Ao cair da tarde quando Polifemo retornou à caverna, Ulisses ofereceu-lhe uma tigela de forte vinho para acompanhar sua ração de marinheiros gregos. O Ciclope bebeu o vinho com entusiasmo e pediu para que a tigela fosse reenchida três vezes. Então, num estupor de embriaguez, deitou-se para dormir. Antes de dormir, perguntou o nome de seu hóspede, e Ulisses respondeu que era "Outis", ou seja, "Ninguém" em grego; o Ciclope prometeu que em retribuição pelo vinho comeria "Ninguém" por último. Assim que o monstro dormiu, Ulisses aqueceu a ponta da estaca ao fogo; quando ela ficou em brasa ele e quatro de seus melhores homens enterraram a ponta no olho único do Ciclope. O olho emitiu um chiado, semelhante "ao alto silvo que sai de um grande machado ou enxó, quando o ferreiro coloca a peça dentro da água para conferir-lhes têmpera e dar força ao ferro". O Ciclope, rudemente acordado pela dor terrível, urrou e rugiu, chamando seus vizinhos, os outros Ciclopes, para que viessem ajudá-lo. Mas quando estes se agruparam do lado de fora de sua caverna e perguntaram quem o estava incomodando, quem o tinha ferido, sua única resposta foi que Ninguém o incomodava e Ninguém o estava ferindo; assim eles acabaram perdendo o interesse e se retiraram.

Ao amanhecer, Ulisses e seus homens se preparam para fugir da caverna; cada homem foi amarrado embaixo de três grandes ovelhas, enquanto Ulisses alojou-se sob o líder do rebanho, um grande carneiro com magnífica lã. O Ciclope cego afastou a pedra e sentou-se à entrada da caverna, tentando agarrar a tripulação de Ulisses que estava saindo juntamente com as ovelhas, mas estes passaram a salvo por suas mãos, Ulisses por último. Guiando as ovelhas para o seu navio, eles trataram de zarpar rapidamente, apesar que Ulisses não resistiu zombar do Ciclope, que respondeu atirando pedaços de penhascos na direção de sua voz, alguns chegando a cair muito próximos do barco. Assim, Ulisses reuniu-se ao restante da esquadra e, enquanto os marinheiros pranteavam os companheiros perdidos, consolaram-se com as próprias ovelhas que tinham auxiliado sua fuga da caverna.

 

Eólia

Da ilha do Ciclope, Ulisses velejou até que chegou à ilha flutuante de Eólia, cujo rei, Éolo, tinha recebido de Zeus o poder sobre todos os ventos.
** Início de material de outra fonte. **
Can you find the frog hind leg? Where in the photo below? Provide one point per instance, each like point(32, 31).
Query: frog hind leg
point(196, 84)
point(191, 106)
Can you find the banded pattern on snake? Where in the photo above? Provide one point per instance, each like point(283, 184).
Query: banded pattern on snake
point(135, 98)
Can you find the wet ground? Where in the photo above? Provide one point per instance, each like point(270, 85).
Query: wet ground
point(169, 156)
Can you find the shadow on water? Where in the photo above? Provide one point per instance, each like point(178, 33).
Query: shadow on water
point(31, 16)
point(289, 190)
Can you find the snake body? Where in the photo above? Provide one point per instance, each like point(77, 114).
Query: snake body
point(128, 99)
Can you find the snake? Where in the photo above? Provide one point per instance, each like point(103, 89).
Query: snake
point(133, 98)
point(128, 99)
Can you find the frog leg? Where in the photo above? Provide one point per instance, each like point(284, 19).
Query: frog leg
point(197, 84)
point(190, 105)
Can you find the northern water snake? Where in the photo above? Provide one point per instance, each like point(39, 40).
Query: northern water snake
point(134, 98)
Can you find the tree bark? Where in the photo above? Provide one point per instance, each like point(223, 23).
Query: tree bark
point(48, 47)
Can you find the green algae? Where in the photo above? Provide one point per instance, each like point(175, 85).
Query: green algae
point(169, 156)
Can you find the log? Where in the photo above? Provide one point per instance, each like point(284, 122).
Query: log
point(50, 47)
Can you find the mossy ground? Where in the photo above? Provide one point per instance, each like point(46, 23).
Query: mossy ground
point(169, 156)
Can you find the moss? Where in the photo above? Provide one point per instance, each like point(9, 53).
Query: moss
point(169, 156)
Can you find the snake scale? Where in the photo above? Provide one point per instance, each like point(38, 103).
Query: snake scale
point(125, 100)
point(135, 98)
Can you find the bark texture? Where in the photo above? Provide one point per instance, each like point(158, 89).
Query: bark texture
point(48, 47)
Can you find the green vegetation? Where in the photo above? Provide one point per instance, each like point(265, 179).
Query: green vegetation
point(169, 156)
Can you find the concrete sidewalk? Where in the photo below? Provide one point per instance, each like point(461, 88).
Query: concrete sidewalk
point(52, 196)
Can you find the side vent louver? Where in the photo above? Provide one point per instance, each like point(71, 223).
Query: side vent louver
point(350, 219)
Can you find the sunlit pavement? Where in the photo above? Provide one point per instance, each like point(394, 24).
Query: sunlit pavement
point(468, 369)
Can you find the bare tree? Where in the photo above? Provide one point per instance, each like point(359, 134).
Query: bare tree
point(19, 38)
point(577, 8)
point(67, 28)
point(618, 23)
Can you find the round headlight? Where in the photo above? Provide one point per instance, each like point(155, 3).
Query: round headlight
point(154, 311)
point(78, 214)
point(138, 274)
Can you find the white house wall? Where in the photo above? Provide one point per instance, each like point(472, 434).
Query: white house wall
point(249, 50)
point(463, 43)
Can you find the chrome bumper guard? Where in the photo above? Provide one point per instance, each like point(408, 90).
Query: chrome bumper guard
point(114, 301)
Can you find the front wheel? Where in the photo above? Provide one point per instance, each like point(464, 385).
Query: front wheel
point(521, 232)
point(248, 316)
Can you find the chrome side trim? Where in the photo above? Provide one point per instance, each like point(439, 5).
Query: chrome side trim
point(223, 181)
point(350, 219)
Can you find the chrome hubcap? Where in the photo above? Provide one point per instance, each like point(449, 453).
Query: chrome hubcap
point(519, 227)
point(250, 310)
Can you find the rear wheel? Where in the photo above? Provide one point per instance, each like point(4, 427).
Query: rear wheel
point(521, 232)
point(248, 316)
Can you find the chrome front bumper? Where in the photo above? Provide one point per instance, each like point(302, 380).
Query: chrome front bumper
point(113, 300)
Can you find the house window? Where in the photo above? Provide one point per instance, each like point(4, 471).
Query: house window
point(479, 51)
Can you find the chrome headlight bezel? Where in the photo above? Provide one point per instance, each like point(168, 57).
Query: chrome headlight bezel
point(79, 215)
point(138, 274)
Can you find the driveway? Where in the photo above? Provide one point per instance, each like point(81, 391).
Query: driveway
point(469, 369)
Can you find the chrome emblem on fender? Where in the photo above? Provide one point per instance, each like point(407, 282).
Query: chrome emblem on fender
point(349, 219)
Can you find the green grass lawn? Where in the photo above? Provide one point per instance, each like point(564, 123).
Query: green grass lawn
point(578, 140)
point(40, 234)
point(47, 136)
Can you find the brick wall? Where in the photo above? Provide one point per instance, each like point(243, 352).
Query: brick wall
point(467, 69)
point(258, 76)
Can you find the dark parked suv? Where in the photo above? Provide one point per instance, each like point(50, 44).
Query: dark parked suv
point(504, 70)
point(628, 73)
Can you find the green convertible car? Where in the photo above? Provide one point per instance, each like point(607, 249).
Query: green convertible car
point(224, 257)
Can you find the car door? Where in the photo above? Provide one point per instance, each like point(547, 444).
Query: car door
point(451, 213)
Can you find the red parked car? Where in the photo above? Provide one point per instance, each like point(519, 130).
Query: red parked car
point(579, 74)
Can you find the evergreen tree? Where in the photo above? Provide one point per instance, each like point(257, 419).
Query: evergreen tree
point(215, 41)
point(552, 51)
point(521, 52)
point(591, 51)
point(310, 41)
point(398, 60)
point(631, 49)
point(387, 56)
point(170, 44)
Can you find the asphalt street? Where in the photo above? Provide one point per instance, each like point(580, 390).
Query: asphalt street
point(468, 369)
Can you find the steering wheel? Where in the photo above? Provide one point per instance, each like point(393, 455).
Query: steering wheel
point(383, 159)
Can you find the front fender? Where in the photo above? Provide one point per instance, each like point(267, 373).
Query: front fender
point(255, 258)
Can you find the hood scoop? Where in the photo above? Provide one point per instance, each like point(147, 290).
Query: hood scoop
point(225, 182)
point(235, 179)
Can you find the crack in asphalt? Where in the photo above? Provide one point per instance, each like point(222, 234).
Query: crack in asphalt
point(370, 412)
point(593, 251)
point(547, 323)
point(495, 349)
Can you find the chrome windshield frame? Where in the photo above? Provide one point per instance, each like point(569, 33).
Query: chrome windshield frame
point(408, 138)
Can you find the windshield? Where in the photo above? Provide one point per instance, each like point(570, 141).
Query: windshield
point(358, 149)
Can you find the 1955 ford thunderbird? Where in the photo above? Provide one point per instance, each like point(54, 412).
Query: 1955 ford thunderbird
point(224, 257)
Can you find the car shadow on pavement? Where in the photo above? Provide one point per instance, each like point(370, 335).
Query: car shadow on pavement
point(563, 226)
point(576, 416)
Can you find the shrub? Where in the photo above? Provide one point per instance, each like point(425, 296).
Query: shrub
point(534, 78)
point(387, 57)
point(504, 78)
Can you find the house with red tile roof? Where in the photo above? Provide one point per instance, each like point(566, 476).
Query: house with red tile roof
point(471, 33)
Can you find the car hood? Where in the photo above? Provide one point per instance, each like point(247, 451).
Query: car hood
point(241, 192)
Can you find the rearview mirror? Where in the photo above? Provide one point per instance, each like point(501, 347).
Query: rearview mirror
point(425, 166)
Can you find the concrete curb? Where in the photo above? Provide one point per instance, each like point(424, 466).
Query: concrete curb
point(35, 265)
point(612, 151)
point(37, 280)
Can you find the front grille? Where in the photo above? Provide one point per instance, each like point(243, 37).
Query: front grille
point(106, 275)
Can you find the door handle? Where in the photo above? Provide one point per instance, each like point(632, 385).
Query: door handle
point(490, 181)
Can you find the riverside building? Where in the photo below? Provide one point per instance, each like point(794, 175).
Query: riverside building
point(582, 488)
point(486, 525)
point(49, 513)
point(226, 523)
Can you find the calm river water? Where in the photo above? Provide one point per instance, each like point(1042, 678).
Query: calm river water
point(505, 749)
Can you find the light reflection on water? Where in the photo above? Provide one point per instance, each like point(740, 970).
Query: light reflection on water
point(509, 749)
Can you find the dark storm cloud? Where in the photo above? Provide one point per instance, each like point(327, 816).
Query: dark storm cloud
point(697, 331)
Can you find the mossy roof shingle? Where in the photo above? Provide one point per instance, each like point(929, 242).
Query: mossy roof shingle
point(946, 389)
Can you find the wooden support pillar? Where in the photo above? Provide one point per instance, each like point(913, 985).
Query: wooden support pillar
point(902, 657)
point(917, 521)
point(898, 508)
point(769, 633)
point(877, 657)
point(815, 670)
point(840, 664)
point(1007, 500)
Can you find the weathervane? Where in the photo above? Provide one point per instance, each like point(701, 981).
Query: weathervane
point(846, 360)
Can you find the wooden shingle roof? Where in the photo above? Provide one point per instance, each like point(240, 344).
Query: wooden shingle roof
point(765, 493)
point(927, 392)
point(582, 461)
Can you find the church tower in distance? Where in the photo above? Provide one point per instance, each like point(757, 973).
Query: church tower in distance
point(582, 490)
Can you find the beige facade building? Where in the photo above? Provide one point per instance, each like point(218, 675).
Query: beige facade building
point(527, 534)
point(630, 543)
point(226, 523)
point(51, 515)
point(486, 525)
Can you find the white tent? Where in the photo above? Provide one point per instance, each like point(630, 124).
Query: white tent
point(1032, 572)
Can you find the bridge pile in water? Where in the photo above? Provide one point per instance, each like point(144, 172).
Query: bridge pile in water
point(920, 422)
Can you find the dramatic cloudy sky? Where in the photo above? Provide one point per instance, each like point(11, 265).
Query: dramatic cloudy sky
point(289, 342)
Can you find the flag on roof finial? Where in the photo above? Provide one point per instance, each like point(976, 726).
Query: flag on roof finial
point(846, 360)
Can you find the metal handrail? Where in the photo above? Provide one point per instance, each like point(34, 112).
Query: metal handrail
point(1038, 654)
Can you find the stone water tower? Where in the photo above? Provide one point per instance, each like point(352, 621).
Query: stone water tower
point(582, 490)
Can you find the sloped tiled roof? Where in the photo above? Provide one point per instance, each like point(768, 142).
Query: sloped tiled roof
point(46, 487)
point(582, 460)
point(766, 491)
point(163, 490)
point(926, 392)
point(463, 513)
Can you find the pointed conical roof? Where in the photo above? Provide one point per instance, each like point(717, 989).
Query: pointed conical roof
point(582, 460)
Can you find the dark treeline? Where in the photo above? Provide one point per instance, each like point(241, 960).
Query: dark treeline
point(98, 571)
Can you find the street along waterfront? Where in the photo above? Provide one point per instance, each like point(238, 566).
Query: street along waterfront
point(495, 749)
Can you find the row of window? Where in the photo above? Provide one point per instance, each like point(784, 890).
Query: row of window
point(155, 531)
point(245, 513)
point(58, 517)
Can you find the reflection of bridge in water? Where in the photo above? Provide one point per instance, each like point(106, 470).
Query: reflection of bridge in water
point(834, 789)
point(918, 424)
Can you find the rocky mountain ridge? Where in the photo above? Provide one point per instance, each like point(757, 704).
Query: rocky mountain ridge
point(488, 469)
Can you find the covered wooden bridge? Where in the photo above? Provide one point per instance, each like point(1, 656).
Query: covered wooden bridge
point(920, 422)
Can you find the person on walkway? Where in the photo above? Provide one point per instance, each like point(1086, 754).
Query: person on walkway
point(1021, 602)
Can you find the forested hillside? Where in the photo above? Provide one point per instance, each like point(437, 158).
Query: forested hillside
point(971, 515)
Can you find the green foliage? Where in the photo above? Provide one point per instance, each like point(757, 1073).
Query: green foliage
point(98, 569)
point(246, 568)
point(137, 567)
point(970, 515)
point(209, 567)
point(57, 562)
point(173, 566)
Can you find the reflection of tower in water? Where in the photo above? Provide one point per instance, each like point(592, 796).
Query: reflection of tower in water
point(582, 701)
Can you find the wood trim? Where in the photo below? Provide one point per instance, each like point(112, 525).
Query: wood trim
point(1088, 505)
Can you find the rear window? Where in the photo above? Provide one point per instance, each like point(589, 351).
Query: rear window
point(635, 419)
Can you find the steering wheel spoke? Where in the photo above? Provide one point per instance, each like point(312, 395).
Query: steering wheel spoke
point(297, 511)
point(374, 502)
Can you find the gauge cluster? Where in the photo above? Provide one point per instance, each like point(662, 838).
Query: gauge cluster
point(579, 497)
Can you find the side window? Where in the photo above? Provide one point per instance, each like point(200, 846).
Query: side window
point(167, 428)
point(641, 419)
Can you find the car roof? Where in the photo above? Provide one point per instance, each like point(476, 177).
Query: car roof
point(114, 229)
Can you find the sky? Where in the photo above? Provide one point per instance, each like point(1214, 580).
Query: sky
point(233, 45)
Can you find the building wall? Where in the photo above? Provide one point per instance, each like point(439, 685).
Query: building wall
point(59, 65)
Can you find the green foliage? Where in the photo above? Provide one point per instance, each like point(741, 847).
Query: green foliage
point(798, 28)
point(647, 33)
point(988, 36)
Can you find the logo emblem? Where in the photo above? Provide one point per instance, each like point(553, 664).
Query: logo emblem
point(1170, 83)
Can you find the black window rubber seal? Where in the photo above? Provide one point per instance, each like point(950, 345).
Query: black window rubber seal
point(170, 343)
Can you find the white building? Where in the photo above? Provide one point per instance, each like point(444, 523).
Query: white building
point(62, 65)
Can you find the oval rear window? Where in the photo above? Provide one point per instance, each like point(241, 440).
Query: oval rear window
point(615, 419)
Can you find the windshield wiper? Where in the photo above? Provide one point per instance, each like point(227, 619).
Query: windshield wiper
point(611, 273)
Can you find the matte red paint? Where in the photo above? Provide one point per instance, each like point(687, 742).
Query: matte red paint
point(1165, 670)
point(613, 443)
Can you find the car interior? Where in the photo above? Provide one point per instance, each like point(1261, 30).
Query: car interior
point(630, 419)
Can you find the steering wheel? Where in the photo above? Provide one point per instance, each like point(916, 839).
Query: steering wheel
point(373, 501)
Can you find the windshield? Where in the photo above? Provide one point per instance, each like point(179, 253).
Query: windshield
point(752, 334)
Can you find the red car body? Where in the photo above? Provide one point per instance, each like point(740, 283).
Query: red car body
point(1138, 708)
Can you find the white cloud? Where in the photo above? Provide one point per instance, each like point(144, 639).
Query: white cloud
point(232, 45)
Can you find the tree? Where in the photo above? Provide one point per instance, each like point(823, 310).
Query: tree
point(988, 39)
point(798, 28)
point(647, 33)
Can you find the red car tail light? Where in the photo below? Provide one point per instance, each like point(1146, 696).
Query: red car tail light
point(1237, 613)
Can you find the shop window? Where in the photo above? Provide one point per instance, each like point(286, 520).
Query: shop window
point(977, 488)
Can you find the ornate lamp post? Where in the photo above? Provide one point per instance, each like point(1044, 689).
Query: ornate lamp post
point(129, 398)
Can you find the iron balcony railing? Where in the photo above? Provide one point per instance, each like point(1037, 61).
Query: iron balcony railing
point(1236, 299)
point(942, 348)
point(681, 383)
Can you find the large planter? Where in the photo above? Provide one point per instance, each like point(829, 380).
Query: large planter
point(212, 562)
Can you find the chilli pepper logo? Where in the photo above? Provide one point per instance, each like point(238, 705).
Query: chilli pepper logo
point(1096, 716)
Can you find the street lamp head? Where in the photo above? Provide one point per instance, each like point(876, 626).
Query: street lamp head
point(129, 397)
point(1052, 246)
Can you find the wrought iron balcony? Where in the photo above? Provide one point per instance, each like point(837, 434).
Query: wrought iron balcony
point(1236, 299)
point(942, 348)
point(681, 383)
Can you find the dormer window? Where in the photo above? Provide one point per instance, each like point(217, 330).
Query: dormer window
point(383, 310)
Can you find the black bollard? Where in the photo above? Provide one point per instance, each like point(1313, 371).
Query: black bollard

Éolo e sua grande família receberam Ulisses e sua tripulação de maneira hospitaleira, e, ao chegar a hora da partida, Éolo deu a Ulisses uma bolsa de couro na qual tinha aprisionado todos os ventos tempestuosos; a seguir, invocou uma boa brisa para o oeste que levaria os navios a salvo para casa, em Ítaca. Eles velejaram no curso por dez dias e estavam à vista de Ítaca quando o desastre os atingiu. Ulisses, que tinha ficado acordado toda a jornada segurando o leme do barco, caiu num sono exausto, e sua tripulação, não sabendo o que havia na bolsa de couro, começou a suspeitar que continha um valioso tesouro que Éolo teria dado a Ulisses. Ficaram enciumados, sentindo que tinham enfrentado as situações difíceis com Ulisses, devendo também compartilhar suas recompensas: acabaram por abrir a bolsa e acidentalmente libertaram os ventos. Ulisses acordou no meio de uma medonha tempestade, que soprou o navio de volta a Eólia. Desta vez a recepção dada a Ulisses e a seus companheiros foi bastante diferente. Eles pediram que Éolo lhes desse uma nova chance, mas, este declarando que Ulisses devia ser um homem odiado pelos deuses, negou-se terminantemente a ajudá-los, mandando embora Ulisses e seus companheiros.

 

Circe

Na sua seguinte chegada à terra, Lestrigônia, todos os navios, com exceção o de Ulisses, foram perdidos num calamitoso encontro com os monstruosos habitantes; assim foi num estado considerável de pesar e depressão que Ulisses e seus camaradas sobreviventes viram-se na ilha de Aca. Desembarcando, permaneceram deitados dois dias e duas noites na praia, completamente exaustos pelos seus esforços e desmoralizados pelos horrores que tinham passado. No terceiro dia, Ulisses levantou-se para explorar a ilha, e a partir de um outeiro percebeu fumaça saindo de uma habitação na floresta. Decidindo prudentemente a não fazer um reconhecimento imediato, retornou ao barco para contar a novidade aos companheiros. Previsivelmente ficaram amedrontados, lembrando dos Lestrigões e do Ciclope, mas, como Ulisses estava determinado a explorar, dividiu sua companhia em dois grupos, um comandado por ele próprio e o outro por um homem chamado Euríloco. Os dois grupos tinham a sorte e a tarefa da exploração recaiu em Euríloco, enquanto Ulisses permaneceu no navio. O grupo de Euríloco acabou chegando à casa na floresta. Do lado de fora existiam lobos e leões, que cabriolavam e faziam festas aos homens; eram de fato seres humanos que tinham sido transformados em animais pela feiticeira Circe, cujo lindo canto podia ser escutado no interior da casa. Quando os marinheiros gritaram para chamar sua atenção, saiu e os convidados a entrar; apenas Euríloco, suspeitando de algum truque, permaneceu do lado de fora. Circe ofereceu comida aos homens, no qual continha uma droga que os faria esquecer de sua terra natal; quando terminaram de comer, os tocou com sua varinha e os conduziu ao chiqueiro, pois agora possuíam a forma externa de porcos, apesar de infelizmente lembrarem quem realmente eram.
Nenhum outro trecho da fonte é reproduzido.